Amman: King Abdullah of Jordan said on Sunday that he has decided to terminate two annexes from the Jordanian-Israeli peace treaty, according to a tweet by the king.

Jordan is to terminate the annexes of “Baquoura” and “Ghumar” from the 1994 Jordan-Israel peace treaty, known as Wadi Araba Peace Treaty.

The annexes place thousands of acres in Baqoura, northwestern of Jordan, and Ghumar, south of the Dead Sea, at the disposal of Israeli farmers.

Part of the agreement was that Jordan would lease Jordanian land to Israel.

Therefore, these two areas in the agreement were to “fall under Jordanian sovereignty with Israeli private land use rights. These rights include unimpeded freedom of entry to, exit from and movement within the area.
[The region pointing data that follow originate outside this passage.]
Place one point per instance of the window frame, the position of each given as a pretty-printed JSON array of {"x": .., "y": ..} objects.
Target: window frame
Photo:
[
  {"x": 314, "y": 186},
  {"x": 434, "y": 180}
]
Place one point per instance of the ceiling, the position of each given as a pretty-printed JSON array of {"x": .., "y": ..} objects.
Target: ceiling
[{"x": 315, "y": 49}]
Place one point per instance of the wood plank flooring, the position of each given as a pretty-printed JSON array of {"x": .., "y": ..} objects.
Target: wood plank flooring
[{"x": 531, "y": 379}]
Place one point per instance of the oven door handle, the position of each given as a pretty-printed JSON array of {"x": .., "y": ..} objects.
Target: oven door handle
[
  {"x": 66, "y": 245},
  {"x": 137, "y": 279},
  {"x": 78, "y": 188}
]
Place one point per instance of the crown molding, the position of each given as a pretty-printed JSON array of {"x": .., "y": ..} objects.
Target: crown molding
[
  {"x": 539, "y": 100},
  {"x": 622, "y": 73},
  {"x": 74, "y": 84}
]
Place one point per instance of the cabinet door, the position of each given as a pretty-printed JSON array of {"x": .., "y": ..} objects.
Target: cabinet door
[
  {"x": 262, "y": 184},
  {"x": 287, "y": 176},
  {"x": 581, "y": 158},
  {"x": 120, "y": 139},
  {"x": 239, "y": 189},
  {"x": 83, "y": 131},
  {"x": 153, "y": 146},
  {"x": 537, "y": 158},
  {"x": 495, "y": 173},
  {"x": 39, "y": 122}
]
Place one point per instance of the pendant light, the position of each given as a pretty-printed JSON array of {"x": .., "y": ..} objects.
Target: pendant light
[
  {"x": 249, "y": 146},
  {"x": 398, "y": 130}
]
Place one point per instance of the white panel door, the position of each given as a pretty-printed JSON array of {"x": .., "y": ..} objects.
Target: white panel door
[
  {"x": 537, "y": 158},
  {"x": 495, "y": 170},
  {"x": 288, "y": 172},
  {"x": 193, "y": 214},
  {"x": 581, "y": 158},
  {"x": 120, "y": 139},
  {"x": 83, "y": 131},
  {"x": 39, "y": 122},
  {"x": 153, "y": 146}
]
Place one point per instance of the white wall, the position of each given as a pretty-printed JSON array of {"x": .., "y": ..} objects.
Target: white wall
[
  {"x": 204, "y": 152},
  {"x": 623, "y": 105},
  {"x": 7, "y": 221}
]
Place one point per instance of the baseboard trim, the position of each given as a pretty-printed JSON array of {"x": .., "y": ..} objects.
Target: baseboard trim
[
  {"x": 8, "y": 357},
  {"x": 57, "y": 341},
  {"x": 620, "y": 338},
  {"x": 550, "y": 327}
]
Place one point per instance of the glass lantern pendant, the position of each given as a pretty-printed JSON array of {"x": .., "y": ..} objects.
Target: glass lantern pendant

These areas are not subject to customs or immigration legislation.”

The debate in Jordan was that nowhere in the peace treaty was there a mention of the term “lease”, despite the prevailing “public perception”, concerning those two areas.

With the validity of the treaty’s annex ending on October 25, activists have been asking the government not to renew the agreement and to annul Israel’s use of Jordanian lands.

As put by former premier, Abdul Salam Majali, in a recent TV interview, Jordan may have to buy back the land from owners, or just hope that the Israeli side will return it to Jordan free of charge. 

Majali’s interview sparked national debate over the land, the treaty and the government’s decision after 25 years.

According to the agreement, the annex governing the two areas “will remain in force for 25 years, and shall be renewed automatically for the same periods, unless one year prior notice of termination is given by either Party, in which case, at the request of either Party, consultations shall be entered into.”

As October 25 October 25 marks that one-year deadline, King Abdullah during his meeting with political dignitaries at Husseiniya Palace, said “Jordan today informed Israel of its decision to terminate the two annexes of the peace treaty.”

Foreign Minister Ayman Safadi said during a Lower House oversight session on March 25: “Under the peace treaty with Israel, the two parties agreed that the areas will be under Jordanian sovereignty with Israeli private land-use rights.

“These rights include unimpeded freedom of entry to, exit from and movement within the area, as well as not being subject to customs or immigration legislation.”

“Baqoura and Ghumar were at the top of our priorities,” the King said in his tweet.

“Our decision is to terminate the Baquoura and Ghamar annexes from the (1994 Jordan-Israel) peace treaty out of our keenness to take all decisions that would serve Jordan and Jordanians,” said the King in his tweet.